When your down and confused,and you don't remember who your talking to..consentration slips away,and your baby is so far away. well theres a dove in a fisted glove and the eagle flies with the dove and if you can't be with the one you love,baby...love the one your with.
C.S.N and young

"with in reason"

happy Turkey day:bounce: :chef: 
cc


----------



## anneke (Jan 5, 2001)

Ha-ha! (Within reason indeed!!)









To our American friends, have a great one!


----------



## jim berman (Oct 28, 1999)

Happy Thanksgiving to everyone! This year, more than ever, we need to remember what our country has been through and why each and eveyone of us is thankful. Relish every moment with your family and friends and be grateful that we get to spend yet one more year together. 
-Jim


----------



## nancya (Apr 30, 2001)

Happy Turkey Day to All!

What do our Canandian friends celebrate? Do ya'll have something similar?


----------



## anneke (Jan 5, 2001)

Yup, just like your only a month earlier..


----------



## momoreg (Mar 4, 2000)

Thanksgiving... my favorite holiday...

It's not about eating turkey to me; it's about being with the ones I love.:bounce: 

Happy Thansgiving.


----------



## olive branch (Oct 2, 2001)

I am so so so lucky, I DO get to be with the ones I love AND to love the ones I'm with! Hope you all have a calm and/or chaotic holiday, whatever blows your hair back!

Love ~ Debbie


----------



## shroomgirl (Aug 11, 2000)

or curls your toes....


----------



## nicko (Oct 5, 2001)

Colleen and I wish everyone a truly wonderful Thanksgiving. As we have all learned how quickly life can be taken away enjoy the time you have with your loved ones this holiday season. And, I would encourage you to invite someone to your gathering that might not have family close by and would otherwise be spending the holiday alone.


----------



## athenaeus (Jul 24, 2001)

Happy Thanksgiving to you and your families!

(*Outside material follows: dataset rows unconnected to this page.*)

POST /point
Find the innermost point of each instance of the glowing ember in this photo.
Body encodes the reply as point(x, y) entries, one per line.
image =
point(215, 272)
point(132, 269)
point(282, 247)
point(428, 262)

This will be my second thanksgiving with the American Community of Athens!


----------



## kimmie (Mar 13, 2001)

Happy Thanksgiving to all of you.


----------



## non chef (Feb 8, 2001)

HAPPY THANKSGIVING TO ALL.may you all enjoy the love and warmth of family and friends on this day. We are lucky to be able to spend Thanksgiving with CapeChef,Jill&our lovely Amy,Rebecca and Heather. LOve to all!!!!!!!!:bounce:   :bounce:  :chef: NonChef&Ms.NonChef


----------



## mezzaluna (Aug 29, 2000)

Warm Thanksgiving greetings to you too, NonChef and Mrs. NonChef! Blessing and peace to everyone, whether you're in the USA celebrating Thanksgiving, or somewhere else enjoying life. I hope we all appreciate what we have. A favorite quote: "One for whom a pebble has value will be surrounded by treasures wherever (s)he goes." (Par Lagerqvist, in The Dwarf .)


----------



## isa (Apr 4, 2000)

Happy Thanksgiving everyone. 

Enjoy the turkey!


----------



## chefboy2160 (Oct 13, 2001)

Hi folks and happy Thanksgiving . May the force be with you always...............:bounce:


----------